BAKER: Our prescribers prescribe escitalopram every day, but we don’t provide MBSR in our program because it’s not commonly reimbursed by insurances. So, this is a service that most people have to pay for out of pocket and find a place that’s providing it. One of the benefits of MBSR is that you don’t have to have a clinical degree to be trained in it so many more providers can be trained and deliver this intervention. We hope that this study provides the evidence so insurance companies will reimburse for MBSR, such that we can provide it in our clinic.
GAZETTE: Is this seen as a potential tool for answering unmet mental health needs?
BAKER: Absolutely, but I think more work is needed. This was a rigorous dose of the treatment and it was all in person. We need to know if it’s successful if it is delivered online live, if it is asynchronous, if it is on an app. There are lots of remaining questions. But the findings definitely provide evidence for another option. Right now, we’re strapped in providing what we know is empirically supported. MBSR is another option and opens the door for—hopefully—other mindfulness-based interventions.

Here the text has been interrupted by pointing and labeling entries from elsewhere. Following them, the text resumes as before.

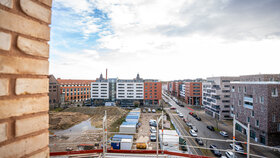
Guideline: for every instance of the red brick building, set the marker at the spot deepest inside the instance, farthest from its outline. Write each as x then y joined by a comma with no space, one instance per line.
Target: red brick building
193,93
152,92
75,90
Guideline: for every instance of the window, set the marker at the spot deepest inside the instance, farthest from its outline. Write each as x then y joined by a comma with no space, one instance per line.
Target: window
261,98
257,123
273,118
232,89
274,92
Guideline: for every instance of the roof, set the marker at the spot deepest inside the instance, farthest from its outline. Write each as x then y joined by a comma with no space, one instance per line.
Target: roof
123,136
132,117
255,82
70,81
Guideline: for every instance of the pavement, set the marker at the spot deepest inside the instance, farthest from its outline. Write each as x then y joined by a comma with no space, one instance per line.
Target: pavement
222,125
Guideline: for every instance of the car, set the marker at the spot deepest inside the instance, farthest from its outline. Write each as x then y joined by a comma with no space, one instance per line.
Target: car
237,148
198,118
229,154
211,128
189,124
194,128
193,133
199,141
224,133
153,130
181,115
214,150
153,137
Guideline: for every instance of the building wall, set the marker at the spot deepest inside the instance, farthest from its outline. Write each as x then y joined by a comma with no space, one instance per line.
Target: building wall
152,91
265,112
24,101
193,94
54,92
130,89
100,90
75,90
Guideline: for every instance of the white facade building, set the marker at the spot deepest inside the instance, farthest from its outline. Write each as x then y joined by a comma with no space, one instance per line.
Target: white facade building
216,96
183,90
100,90
130,89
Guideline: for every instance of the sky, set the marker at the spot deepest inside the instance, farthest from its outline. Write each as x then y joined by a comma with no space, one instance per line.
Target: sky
164,39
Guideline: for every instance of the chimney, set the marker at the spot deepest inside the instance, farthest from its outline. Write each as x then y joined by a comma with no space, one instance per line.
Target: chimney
106,73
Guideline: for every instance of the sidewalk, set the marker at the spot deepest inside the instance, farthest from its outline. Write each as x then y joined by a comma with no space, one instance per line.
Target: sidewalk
227,125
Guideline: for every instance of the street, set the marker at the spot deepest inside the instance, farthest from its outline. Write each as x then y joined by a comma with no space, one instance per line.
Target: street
202,131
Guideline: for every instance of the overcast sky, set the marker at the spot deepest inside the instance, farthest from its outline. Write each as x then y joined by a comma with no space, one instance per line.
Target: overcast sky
164,39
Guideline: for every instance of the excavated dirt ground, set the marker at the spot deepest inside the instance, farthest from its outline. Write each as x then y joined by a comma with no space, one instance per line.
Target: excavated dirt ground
72,116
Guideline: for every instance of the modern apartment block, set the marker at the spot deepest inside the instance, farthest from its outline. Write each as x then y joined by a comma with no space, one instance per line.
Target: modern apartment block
54,92
260,77
125,91
75,90
193,95
183,90
216,96
258,103
152,92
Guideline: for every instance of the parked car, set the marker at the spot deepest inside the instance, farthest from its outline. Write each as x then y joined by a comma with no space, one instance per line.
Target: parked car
189,124
237,148
215,151
211,128
193,133
198,118
183,144
153,130
224,133
229,154
181,115
199,141
153,137
194,128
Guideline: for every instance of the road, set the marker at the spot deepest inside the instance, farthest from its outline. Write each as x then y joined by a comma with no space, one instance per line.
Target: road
202,130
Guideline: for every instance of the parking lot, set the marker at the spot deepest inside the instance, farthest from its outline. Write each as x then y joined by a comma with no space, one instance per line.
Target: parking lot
144,129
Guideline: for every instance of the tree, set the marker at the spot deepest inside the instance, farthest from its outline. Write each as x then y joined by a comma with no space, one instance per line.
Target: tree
136,103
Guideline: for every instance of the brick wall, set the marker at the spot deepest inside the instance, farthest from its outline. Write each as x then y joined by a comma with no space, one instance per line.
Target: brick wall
24,68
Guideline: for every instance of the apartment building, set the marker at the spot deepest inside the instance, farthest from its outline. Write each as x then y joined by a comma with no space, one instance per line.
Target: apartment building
258,103
125,91
75,90
152,92
54,92
171,87
216,96
193,93
177,88
183,90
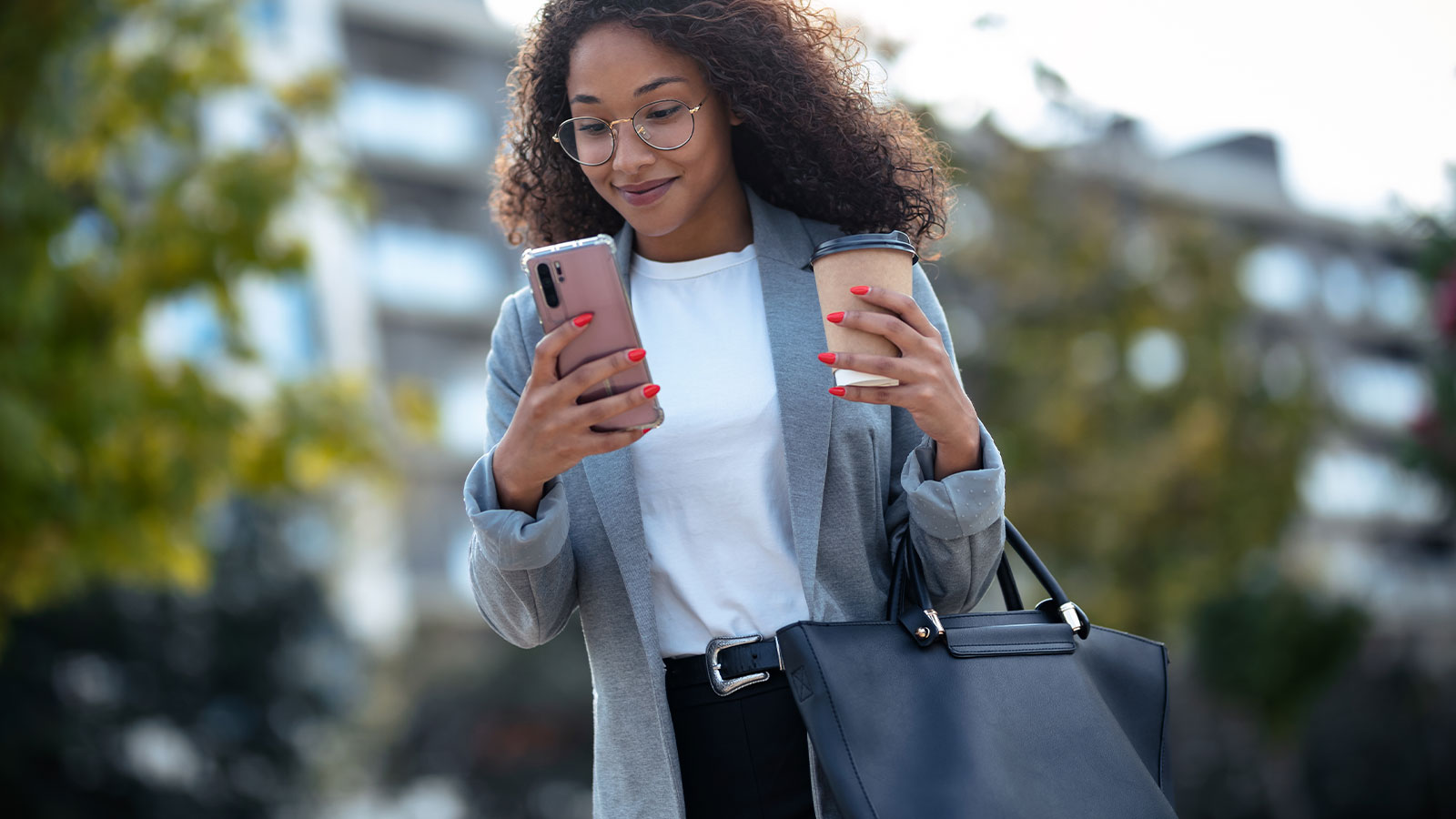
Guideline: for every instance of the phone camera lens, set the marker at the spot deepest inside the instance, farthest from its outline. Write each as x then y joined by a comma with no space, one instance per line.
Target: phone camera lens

GAZETTE: What symptoms should a person look for if they have a sense that they might have a problem?
BAKER: The symptoms are going to differ from one person to the next. For some, there might be physical symptoms: racing heart, sweating, trouble breathing. For others, there might be thoughts or cognitive symptoms, worries—perhaps about the future or ruminations on the past. And then for others, it’s emotional, with a lot of feelings. It takes many different forms—panic, distress—but the question is: Are any of the symptoms highly distressing and interfering with our daily lives? If so, reach out and speak to your primary care doctor or a mental health professional.